A month ago a young man in Tunsia attempted to sell fruit on a streetcorner because he was broke. He was an educated member of the middle class and had been prepared for a life as a professional. He was forced off the street by the police and set himself on fire. He died.
The rest is history, as Tunisians took to the streets, the local dictator left the country, and an interim government was installed. Subsequently, Egyptians took to the streets, then Yeminis and Jordanians, now also Syrians.
The immediate problem started last summer when a devastating drought and heat wave caused the Russian and Ukranian harvests to be so damaged that Russia was forced to dramatically reduce its exports.
The Middle East is the world’s largest importer of grains. For example, per capita, Egyptians consume more wheat products such as pasta even than the Italians. Across the region this autumn, food prices have risen between fifty and seventy percent.
This has happened in a region that has been experiencing substantial economic growth and is characterized by a burgeoning middle class. Suddenly, this middle class has found itself without enough to eat, and they are furious, and well capable of expressing their rage against the government.
Every revolution, beginning with the French in the late eighteenth century, has started for the same reason: a developing middle class has been suddenly deprived of food. The French of the 1780s had not known hunger for over a hundred years. In the early 20th Century, the Russian Czar miscalculated the cost and effects on his economy of fighting the Germans. The middle class suffered and revolted, and in the end their revolution was co-opted by extremists and Russia suffered seventy years of oppression and hunger far worse than anything that had happened under the czars. Once again, later in the 20th Century, the expanding middle class in Iran experienced a sudden economic disruption because of rising prices. Their attempt to overthrow the shah resulted not in democratic reforms, but in the establishment of an even more terrible dictatorship.
Right now, the entire Middle East hangs in the balance. Will extremist co-opt what is going to become a series of revolutions? Or will there be, for the first time in history, an expansion of democratic forms of government into the region?
I cannot answer these question, but it is worth asking another: why has the Middle East been burdened with so many dictatorships?
In part, the reason is that the developed world has supported stability in this area, because it is the world’s primary energy source. We, the Europeans and the developed parts of Asia have actively financed dictatorships in the region ever since the old European empires collapsed.
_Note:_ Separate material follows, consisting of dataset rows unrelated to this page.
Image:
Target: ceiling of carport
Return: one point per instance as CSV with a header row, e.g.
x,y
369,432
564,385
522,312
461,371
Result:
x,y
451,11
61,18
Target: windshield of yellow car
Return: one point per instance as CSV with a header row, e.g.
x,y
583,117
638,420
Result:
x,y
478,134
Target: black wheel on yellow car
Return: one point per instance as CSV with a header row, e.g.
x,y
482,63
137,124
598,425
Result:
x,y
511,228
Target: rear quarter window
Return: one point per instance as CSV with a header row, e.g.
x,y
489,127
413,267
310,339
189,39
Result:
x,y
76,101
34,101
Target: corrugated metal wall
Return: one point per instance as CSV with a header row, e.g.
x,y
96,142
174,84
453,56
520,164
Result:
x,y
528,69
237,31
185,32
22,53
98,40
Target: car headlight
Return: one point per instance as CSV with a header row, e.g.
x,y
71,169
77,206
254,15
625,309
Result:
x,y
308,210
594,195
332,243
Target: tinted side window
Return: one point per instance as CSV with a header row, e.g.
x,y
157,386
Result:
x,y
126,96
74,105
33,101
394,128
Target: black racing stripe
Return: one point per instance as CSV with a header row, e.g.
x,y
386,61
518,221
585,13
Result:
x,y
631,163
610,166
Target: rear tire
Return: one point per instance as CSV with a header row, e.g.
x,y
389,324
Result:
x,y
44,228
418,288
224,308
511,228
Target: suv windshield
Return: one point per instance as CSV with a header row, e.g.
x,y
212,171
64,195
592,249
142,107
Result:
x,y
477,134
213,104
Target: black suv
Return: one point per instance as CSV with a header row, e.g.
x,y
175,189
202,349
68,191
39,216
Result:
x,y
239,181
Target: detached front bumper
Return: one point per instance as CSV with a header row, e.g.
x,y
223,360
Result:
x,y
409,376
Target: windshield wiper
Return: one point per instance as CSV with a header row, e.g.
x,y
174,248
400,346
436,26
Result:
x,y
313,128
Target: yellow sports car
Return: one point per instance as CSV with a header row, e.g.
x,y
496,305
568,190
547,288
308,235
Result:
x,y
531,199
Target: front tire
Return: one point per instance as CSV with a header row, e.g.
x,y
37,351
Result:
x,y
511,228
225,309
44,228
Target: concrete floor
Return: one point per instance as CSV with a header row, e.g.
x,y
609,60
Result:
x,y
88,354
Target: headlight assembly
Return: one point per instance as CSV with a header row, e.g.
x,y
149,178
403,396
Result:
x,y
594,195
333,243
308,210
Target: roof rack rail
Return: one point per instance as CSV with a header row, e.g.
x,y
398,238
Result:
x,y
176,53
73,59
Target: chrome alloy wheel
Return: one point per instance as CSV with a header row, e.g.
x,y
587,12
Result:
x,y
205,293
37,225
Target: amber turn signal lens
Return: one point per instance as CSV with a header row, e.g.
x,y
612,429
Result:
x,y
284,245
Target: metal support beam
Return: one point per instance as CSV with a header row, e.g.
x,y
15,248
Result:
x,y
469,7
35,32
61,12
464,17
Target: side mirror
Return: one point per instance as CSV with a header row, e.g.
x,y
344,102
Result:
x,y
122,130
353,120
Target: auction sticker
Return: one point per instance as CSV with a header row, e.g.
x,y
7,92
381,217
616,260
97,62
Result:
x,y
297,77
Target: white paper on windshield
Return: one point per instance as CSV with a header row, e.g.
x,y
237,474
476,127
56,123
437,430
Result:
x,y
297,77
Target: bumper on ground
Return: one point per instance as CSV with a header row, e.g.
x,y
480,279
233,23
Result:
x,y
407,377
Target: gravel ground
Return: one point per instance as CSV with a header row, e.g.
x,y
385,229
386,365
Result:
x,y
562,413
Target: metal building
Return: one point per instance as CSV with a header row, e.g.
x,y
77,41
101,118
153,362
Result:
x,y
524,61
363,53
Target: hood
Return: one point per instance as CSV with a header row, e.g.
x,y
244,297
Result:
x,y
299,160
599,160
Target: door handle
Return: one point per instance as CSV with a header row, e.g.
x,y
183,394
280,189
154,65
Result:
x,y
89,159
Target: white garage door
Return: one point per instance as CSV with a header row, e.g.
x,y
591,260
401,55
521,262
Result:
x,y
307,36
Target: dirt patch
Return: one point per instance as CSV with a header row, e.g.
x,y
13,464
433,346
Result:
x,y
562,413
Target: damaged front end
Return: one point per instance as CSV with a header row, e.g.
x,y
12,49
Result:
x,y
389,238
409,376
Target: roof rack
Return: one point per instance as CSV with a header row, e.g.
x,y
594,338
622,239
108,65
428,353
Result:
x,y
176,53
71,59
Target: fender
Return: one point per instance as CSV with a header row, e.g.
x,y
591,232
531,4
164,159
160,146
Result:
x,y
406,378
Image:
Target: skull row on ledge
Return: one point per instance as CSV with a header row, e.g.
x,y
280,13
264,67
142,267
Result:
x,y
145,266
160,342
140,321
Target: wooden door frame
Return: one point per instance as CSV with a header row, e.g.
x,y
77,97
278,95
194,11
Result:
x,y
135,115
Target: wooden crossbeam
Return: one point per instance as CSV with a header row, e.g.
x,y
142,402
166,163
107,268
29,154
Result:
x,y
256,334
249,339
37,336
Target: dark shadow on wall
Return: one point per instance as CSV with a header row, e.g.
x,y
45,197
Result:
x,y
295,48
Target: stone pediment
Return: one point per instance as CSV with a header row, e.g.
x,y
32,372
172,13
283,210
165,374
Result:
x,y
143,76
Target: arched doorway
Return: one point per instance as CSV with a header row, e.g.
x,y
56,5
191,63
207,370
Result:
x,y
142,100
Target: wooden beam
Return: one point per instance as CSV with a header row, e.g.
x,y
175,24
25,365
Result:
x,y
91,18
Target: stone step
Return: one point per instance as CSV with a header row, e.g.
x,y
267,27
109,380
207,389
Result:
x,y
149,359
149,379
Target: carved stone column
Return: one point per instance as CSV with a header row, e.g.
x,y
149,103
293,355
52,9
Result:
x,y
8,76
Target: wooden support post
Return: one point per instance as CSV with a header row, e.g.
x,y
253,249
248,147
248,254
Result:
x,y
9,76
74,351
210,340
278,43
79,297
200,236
Thus, we were able to obtain oil without interruption and without much danger. In return, the oil producing countries have actually made very few significant demands. The oil has flowed freely for half a century, and the world has built a vast infrastructure on this basis.
However, the Middle Eastern dictatorships have functioned in a fundamentally different manner from, say, the Chinese dictatorship. From the beginning, the Chinese government has had employment as a primary objective. By contrast, the Middle Eastern dictatorships have been much more like the aristocratic oligarchies that were overthrown in France, Russia and Iran. Their primary economic objective has been the accumulation of wealth for themselves, without regard for the welfare of their people.
Marie Antoinette’s infamous reaction to the news that the people were restless because they had not bread was to suggest that they try cake. The Shah reacted in essentially the same way. So have the modern Middle Eastern dictatorships, and they will experience the same fate that befell the French monarchy, and for precisely the same reasons.
During the era of the Shah, the United States made two critical mistakes. The first was imposing the Shah on Iran in the first place. The second was ignoring the abundant signs that his regime was going to fall, causing the Iranian people to reject American influence with contempt. Into the power vacuum that followed came the ayatollas, and they are there to this day, enforcing one of the most oppressive regimes in the modern world.
The United States has not reacted the same way to the Egyptian crisis. As this is being written, the U.S. president has made it clear that our country approves of the aspirations of the protesters in Egypt, and hopes that Hosni Mubarak will soon leave the country. As a result, banners with the president’s face on them have blossomed among the protesters.
As Mubarak’s regime cannot last, this is vitally important to our relationship with a future Egyptian government. Will it mean the Egypt escapes the fate of Iran? Perhaps, but there is no way to be sure, of course.
As this is being written, a big protest is planned in Yemen, and restlessness is increasing in Syria. In Egypt, the Muslim Brotherhood remains the best organized opposition party, commanding perhaps 20% of the Egyptian vote. But it is primarily a rural movement, and the Egyptian population is largely urban and for the most part more secular than Islamist groups such as the Brotherhood.
The Iranian model is frightening to most people in the Middle East. They don’t want to follow the lead of the Russians and the Iranians, and trade one dictatorship for another that is even worse.
This could be a time of positive change in the Middle East, but there remains an unanswered question: if world harvests continue to decline, what are they going to eat?